In addition to the emotional strain of a divorce, the process can put a person through considerable financial trouble as well. However, preparation for a financial separation from your spouse can make dealing with the mass of paperwork involved easier, as well as reduce your financial burden from legal bills and educate both you and your spouse about the financial situation. There are five steps that you can take to ease the stress from a divorce.

The first step is an evaluation of assets. The biggest financial asset of a couple is frequently their home, however, there are other assets owned by a couple that aren't immediately obvious, such as retirement options, pensions from previous jobs, stock options, deferred compensation, and implied benefits. When valuing assets, one should also consider tax implications, as assets may sometimes carry tax responsibilities in the future.

Next, weigh overall outstanding debt. A 12-month history of all credit card and utility bills, as well as jointly held and personal loans will help parties decide who will take on what debt. It is advisable that couples pay off as much debt as possible before separating, and that each spouse should be responsible for something that they have property for.

Next, it is highly suggested that everyone run annual credit checks through all three agencies, as knowing where your credit stands before a divorce can prevent problems in the future. Doing so can remedy any inaccuracies found and put one in a stronger financial position. Honestly assessing one's spending habits can help one adjust for life after the divorce. People often underestimate how much they spend, so an honest accounting of actual needs can help give them a clearer picture of their spending habits.

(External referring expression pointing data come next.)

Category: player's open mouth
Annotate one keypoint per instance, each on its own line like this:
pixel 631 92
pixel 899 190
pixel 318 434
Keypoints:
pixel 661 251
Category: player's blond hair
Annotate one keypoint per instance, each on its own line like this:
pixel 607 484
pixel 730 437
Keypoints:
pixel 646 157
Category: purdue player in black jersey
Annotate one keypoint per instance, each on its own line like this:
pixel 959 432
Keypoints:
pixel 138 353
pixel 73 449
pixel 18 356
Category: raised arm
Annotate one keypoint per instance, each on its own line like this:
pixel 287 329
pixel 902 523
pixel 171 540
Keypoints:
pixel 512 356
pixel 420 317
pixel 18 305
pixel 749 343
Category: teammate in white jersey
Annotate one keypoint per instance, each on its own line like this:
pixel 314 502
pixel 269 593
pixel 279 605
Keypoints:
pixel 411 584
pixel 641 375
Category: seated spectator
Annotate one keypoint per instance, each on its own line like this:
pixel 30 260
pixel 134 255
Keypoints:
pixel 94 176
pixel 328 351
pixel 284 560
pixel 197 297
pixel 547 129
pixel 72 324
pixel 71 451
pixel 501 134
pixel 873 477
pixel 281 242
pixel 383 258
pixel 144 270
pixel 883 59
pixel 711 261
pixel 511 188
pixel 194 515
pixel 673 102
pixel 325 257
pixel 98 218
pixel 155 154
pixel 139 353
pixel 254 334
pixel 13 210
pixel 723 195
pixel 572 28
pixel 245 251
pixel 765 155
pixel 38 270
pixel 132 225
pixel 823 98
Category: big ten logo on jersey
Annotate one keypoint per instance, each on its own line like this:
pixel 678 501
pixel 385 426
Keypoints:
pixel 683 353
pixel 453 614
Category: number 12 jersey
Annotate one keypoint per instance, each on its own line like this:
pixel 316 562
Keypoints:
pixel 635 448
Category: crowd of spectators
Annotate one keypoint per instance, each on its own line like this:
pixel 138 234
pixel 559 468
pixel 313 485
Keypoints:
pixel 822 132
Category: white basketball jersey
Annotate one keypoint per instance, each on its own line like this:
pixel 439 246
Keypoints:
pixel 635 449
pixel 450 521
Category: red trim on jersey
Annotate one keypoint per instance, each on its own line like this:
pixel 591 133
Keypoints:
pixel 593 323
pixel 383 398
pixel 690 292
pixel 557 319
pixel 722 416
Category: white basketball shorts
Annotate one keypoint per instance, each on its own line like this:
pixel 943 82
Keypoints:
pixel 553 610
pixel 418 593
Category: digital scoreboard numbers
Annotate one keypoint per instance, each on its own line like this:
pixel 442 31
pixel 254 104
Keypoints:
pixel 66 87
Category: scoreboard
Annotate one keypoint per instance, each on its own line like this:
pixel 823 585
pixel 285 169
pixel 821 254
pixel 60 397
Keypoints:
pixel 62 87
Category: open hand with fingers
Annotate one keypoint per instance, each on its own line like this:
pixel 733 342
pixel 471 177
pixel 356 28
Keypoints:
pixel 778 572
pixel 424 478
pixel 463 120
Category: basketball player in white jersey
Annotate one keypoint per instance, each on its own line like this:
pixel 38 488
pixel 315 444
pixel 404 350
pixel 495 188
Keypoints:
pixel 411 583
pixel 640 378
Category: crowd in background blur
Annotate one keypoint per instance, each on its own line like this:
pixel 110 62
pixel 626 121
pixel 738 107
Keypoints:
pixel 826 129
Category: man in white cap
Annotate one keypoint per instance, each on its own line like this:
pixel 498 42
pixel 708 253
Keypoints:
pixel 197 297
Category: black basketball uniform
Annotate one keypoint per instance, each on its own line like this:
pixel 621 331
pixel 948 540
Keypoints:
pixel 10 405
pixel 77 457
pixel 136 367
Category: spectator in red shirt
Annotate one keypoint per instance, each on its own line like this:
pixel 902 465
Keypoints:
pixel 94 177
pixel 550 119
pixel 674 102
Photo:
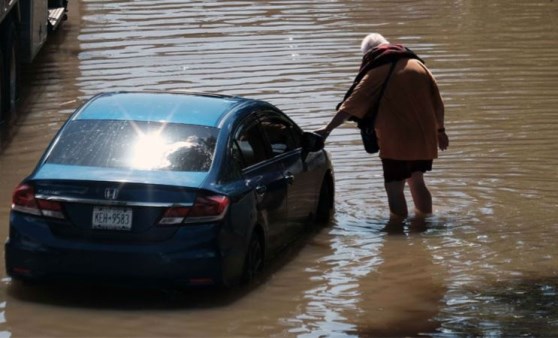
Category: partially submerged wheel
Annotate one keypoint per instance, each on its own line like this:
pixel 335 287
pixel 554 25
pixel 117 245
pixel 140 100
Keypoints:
pixel 254 261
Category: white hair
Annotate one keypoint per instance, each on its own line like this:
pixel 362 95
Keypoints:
pixel 371 41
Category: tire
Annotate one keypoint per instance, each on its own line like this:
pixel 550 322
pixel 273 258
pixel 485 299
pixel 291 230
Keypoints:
pixel 324 210
pixel 254 261
pixel 11 76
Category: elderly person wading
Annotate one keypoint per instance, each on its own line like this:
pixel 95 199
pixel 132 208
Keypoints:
pixel 409 123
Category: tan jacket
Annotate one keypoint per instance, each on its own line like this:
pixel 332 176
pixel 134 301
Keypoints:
pixel 410 112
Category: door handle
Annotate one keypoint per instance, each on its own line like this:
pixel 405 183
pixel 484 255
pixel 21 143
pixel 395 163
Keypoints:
pixel 289 177
pixel 261 189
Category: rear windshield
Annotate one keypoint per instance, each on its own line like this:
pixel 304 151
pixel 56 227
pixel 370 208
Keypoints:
pixel 135 145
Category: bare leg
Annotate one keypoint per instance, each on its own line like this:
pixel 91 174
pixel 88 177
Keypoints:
pixel 421 195
pixel 396 200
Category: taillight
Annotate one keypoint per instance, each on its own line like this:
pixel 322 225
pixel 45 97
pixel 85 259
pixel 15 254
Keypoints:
pixel 208 209
pixel 175 215
pixel 24 200
pixel 205 209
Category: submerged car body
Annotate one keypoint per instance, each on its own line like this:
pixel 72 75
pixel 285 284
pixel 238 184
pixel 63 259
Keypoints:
pixel 150 188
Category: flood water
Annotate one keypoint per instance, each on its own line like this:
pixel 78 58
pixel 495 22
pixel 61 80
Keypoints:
pixel 487 262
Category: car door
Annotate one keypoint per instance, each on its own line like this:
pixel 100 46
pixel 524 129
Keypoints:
pixel 284 139
pixel 262 176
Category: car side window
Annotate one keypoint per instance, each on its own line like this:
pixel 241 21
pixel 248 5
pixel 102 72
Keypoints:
pixel 248 146
pixel 282 134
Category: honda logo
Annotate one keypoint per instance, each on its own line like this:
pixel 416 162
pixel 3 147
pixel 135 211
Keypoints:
pixel 111 193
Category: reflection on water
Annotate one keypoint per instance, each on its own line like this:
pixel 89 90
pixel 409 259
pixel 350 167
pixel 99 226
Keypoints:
pixel 485 265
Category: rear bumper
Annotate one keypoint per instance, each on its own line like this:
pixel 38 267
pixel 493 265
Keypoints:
pixel 33 253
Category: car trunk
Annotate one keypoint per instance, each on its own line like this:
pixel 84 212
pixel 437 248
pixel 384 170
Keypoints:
pixel 114 210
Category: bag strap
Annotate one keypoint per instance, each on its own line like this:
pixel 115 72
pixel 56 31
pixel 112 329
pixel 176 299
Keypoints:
pixel 371 119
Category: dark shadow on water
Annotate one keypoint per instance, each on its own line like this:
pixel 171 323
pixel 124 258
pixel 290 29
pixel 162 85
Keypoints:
pixel 403 297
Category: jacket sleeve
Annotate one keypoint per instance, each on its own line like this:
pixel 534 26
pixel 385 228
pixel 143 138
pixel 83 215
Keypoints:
pixel 365 93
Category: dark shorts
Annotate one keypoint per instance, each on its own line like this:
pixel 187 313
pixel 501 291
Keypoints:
pixel 395 170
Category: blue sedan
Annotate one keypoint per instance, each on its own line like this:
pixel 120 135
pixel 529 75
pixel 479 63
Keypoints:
pixel 167 188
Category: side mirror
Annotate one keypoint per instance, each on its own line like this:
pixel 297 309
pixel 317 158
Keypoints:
pixel 311 142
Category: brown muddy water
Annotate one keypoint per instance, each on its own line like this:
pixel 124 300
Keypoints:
pixel 487 262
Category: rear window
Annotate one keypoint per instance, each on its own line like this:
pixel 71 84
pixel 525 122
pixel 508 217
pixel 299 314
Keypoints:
pixel 135 145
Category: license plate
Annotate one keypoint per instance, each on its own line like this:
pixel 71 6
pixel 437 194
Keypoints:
pixel 110 218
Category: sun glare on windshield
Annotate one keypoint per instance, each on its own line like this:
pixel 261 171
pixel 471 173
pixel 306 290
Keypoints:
pixel 149 152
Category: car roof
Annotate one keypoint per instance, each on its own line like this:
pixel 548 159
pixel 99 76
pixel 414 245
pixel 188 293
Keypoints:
pixel 172 107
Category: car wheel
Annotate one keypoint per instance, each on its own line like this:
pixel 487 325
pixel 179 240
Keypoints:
pixel 324 209
pixel 254 261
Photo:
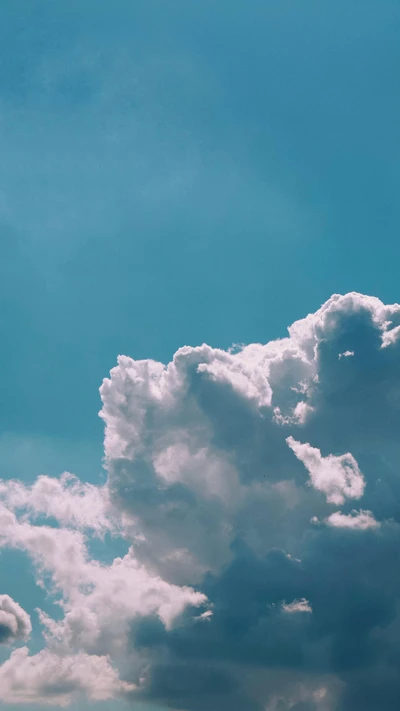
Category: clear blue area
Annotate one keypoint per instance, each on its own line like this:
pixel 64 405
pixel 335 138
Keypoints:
pixel 174 172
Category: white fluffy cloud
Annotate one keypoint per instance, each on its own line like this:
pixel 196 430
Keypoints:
pixel 337 477
pixel 219 465
pixel 47 678
pixel 15 623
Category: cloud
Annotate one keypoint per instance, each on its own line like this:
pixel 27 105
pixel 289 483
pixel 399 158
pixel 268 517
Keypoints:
pixel 297 606
pixel 337 477
pixel 46 678
pixel 219 466
pixel 15 623
pixel 357 519
pixel 66 499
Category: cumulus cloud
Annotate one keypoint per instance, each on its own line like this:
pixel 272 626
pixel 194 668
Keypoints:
pixel 46 678
pixel 15 623
pixel 337 477
pixel 297 606
pixel 357 519
pixel 219 465
pixel 67 500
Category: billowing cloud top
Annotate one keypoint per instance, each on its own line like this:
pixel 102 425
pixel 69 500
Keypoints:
pixel 258 491
pixel 15 623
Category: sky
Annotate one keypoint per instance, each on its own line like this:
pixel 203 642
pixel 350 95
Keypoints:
pixel 175 174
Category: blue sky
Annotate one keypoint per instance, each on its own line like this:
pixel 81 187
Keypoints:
pixel 174 173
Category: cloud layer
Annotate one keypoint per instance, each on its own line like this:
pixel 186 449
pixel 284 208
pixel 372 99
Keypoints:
pixel 258 491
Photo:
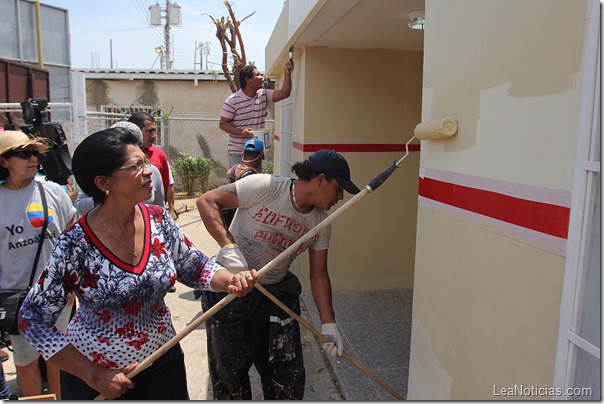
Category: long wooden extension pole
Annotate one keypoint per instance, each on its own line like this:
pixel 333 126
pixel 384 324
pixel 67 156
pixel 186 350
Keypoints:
pixel 372 186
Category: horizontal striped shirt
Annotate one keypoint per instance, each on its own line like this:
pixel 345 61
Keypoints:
pixel 246 112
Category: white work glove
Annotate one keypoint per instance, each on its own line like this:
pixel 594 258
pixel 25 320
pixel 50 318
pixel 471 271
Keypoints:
pixel 335 345
pixel 231 257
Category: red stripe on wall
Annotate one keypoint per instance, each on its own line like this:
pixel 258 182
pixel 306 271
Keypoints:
pixel 539 216
pixel 356 147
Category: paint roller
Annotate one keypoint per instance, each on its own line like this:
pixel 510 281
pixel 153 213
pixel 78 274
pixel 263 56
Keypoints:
pixel 435 129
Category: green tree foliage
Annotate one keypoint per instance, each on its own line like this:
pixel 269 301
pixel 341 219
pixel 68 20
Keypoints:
pixel 193 172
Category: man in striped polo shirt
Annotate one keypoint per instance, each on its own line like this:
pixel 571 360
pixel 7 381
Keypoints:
pixel 245 110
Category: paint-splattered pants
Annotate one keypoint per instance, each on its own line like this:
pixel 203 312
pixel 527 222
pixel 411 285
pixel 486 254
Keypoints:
pixel 253 330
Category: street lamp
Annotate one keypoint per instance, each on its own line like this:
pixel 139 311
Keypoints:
pixel 160 54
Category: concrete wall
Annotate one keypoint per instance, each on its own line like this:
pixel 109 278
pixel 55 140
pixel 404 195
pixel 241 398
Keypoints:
pixel 494 200
pixel 364 104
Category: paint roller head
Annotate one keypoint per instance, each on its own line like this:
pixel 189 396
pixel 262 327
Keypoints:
pixel 438 128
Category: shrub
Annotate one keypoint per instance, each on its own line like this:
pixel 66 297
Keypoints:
pixel 193 172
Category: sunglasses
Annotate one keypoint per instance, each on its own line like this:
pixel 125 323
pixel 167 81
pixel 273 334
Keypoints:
pixel 23 154
pixel 137 167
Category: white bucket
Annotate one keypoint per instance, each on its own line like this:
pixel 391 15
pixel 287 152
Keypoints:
pixel 264 136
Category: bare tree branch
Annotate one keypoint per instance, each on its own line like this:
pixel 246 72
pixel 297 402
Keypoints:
pixel 229 37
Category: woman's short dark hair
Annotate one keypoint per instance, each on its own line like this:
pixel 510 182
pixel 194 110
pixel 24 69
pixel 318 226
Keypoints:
pixel 100 154
pixel 246 73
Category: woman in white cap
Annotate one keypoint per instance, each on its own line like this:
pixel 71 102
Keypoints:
pixel 20 230
pixel 120 259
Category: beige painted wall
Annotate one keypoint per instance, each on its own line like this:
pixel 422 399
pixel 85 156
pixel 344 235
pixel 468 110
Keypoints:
pixel 486 305
pixel 345 96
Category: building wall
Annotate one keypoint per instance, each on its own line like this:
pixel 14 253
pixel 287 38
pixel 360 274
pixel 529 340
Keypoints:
pixel 494 200
pixel 344 100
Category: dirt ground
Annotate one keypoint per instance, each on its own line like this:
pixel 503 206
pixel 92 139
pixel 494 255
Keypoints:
pixel 320 383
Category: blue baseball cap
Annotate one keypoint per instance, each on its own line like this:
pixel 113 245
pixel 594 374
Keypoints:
pixel 332 164
pixel 254 145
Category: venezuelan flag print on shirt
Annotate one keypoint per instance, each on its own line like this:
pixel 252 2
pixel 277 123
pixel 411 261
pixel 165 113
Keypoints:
pixel 35 215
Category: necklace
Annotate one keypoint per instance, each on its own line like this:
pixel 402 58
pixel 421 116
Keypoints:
pixel 298 208
pixel 134 253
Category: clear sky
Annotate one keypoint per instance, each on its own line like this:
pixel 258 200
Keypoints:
pixel 119 31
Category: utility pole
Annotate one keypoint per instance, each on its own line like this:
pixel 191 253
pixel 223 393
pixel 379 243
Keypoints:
pixel 172 18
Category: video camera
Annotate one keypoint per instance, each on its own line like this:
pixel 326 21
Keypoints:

Finally, knowledge of how much money is coming in and from where can help clarify how much alimony or child support will need to be paid. Sources of income to be considered include not only income from one's employer, but also income from business ownership and from investments.

Parties considering a divorce should obtain copies of tax returns, which include this information. This is especially important when one spouse is self-employed, as services can be paid for in several ways, and there may be hidden sources of income that may need to be detected by a forensic accountant, because the divorce settlement may be impacted by the value of a future license or of the assets of the business.